Wednesday, January 27, 2021

What Are Your Spiritual Practices?

"The task in life is not so much finding a path in the woods
 as it is finding a rhythm to walk in."
Dear Friends,

A question being asked these days as we seek to know others better is no longer, “What religion are you?” or “What do you believe?” The question is “What are your spiritual and religious practices?” A few years ago, a woman in her late seventies approached me outside the gate at my house to ask if the foals (baby horses) in my corral would be for sale. I didn’t recognize her but when she introduced herself to me, I remembered she had been one of the most beautiful and popular young actresses in the 70's. 

We had a nice talk about horses and living here in Sylmar and when she mentioned spiritual things, I told her I was a pastor and asked her what religion she was. She immediately replied, “Catholic.” That apparently was the approved answer when you’re talking to a pastor. I asked her where she went to church and it turned out that she had not been to Mass since she was a young teenager. She said that today she actually considers herself to be more of a Buddhist. But when I asked her about her spiritual practices, it turned out she was Wiccian. Baptized as a Catholic, she wasn’t a Christian (follower of Jesus). She liked the Buddhist philosophy but was not a practitioner of Buddhism. The spiritual rituals and prayers she had adopted and practiced told me who she followed and what she believed. It’s not what we “say” but what we “do” that reveals the truth about who we are.

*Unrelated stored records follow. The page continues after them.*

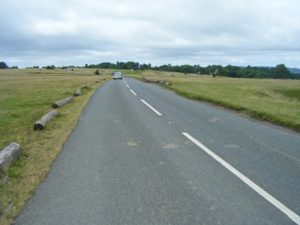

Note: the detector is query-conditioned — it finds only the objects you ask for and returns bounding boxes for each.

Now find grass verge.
[0,69,109,225]
[129,71,300,132]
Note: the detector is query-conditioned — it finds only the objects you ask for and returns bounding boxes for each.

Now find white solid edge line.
[141,99,162,116]
[123,80,129,88]
[130,89,137,96]
[182,132,300,225]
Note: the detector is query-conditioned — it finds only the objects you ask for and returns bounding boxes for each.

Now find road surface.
[15,78,300,225]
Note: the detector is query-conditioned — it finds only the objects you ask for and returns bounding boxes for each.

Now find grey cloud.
[0,0,300,67]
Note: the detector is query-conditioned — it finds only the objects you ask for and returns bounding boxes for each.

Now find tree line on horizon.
[0,61,300,79]
[85,61,300,79]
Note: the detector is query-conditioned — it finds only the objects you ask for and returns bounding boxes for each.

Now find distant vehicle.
[112,72,123,80]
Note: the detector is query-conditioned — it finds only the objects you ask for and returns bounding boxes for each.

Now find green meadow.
[0,69,109,224]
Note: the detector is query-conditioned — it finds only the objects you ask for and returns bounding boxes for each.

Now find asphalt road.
[15,78,300,225]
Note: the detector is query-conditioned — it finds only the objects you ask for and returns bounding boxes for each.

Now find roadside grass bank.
[129,71,300,132]
[0,69,109,225]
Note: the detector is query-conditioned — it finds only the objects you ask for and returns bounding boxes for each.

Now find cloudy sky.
[0,0,300,67]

Many label ourselves, as the actress did, by the religious identity that we think would meet the approval of others, but the terms “Christian,” “Jew” or “Muslim” may be meaningless. If you were baptized Catholic, you are considered to be one for life. If you were born to a Jewish woman, you are a Jew for life; if your father was Muslim you are Muslim, and if you want to run for President of the United States, you will need to be a Christian, no matter what your religious background! But religious identity labels tell us nothing about the person. Christians with a “high level involvement” are those who attend church regularly, read their Bible and have regular personal prayer times. They sincerely and faithfully worship God. They continually self-evaluate, confess their sins and make an honest attempt to follow Jesus and become more like Him. 

There are 51 million Catholics in America but only 13% (6.6 million) have “high level involvement.” One third of all Catholics never go to church and 63% attend only a few times a year. There are 13 million Evangelical Protestants and 43% (5.5 million) have high level involvement. There are 7 million Mainline Protestants (ELCA Lutherans, Methodists, Episcopalians) and only 19% (1.4 million) have high level involvement. A very large majority of those who identify as Christians are “in name only” and have little or no involvement with Christianity. That’s why a person’s self-proclaimed Christian identity tells us nothing about their spirituality or engagement with their faith.

We are saved by grace alone through faith alone but then our Christian growth is up to us. Paul tells us: “Since you have heard about Jesus and have learned the truth that comes from Him, throw off your old sinful nature and your former way of life, which is corrupted by lust and deception. Instead, let the Spirit renew your thoughts and attitudes. Put on your new nature, created to be like God – truly righteous and holy.” Ephesians 4:21-24 NLT We need to throw off our old sinful nature and we need to put on the new. We can't do it without God, but because He has given us free will, He won't do it without us. 

The New Testament described process of “sanctification” is to become less like us and more like Jesus. To be a “disciple” of Jesus means that we willingly put ourselves under a “spiritual discipline” that becomes the foundation of a rhythm of ritual that sustains and builds our faith. I recently read a quote by a poet, who said, “The task in life is not so much finding a path in the woods as it is finding a rhythm to walk in.”  In music, “rhythm” is a strong, regular, repeated pattern of sound and in our spiritual practices, we need the rhythm of a regular and repeated pattern of ritual.

Your morning ritual may be brewing the coffee and sitting down with your Bible. In the evening it may be lighting a candle and praying one of the monastic prayers such as the Prayer of Examen (more on that next week). Your ritual may be filling your home with the sounds of Christian praise and worship CD’s as you sing along while cleaning your house. The rhythm of your day continues as you engage in a time of sustained prayer during your afternoon walk or as you sit quietly in the backyard. Your ritual may be praying those short 10 second “breath prayers” as you go about your day. These I mention are only some of the various pathways to a greater level of participation in the Kingdom of God, and what makes these practices edifying and building up are when you’ve established the rhythm of the rituals and they’ve become a regular and repeated part of your day-to-day lifestyle.

One day we’ll be standing before Jesus. The Son of God is not interested in what church we’ve gone to, our Sunday attendance record or our external spiritual practices. Jesus is interested only in the condition of our heart but it is those faithful spiritual practices that change our heart and grow our faith. Will your Lord look who you’ve become to the glory of God, smile and say, “Well done, good and faithful servant”?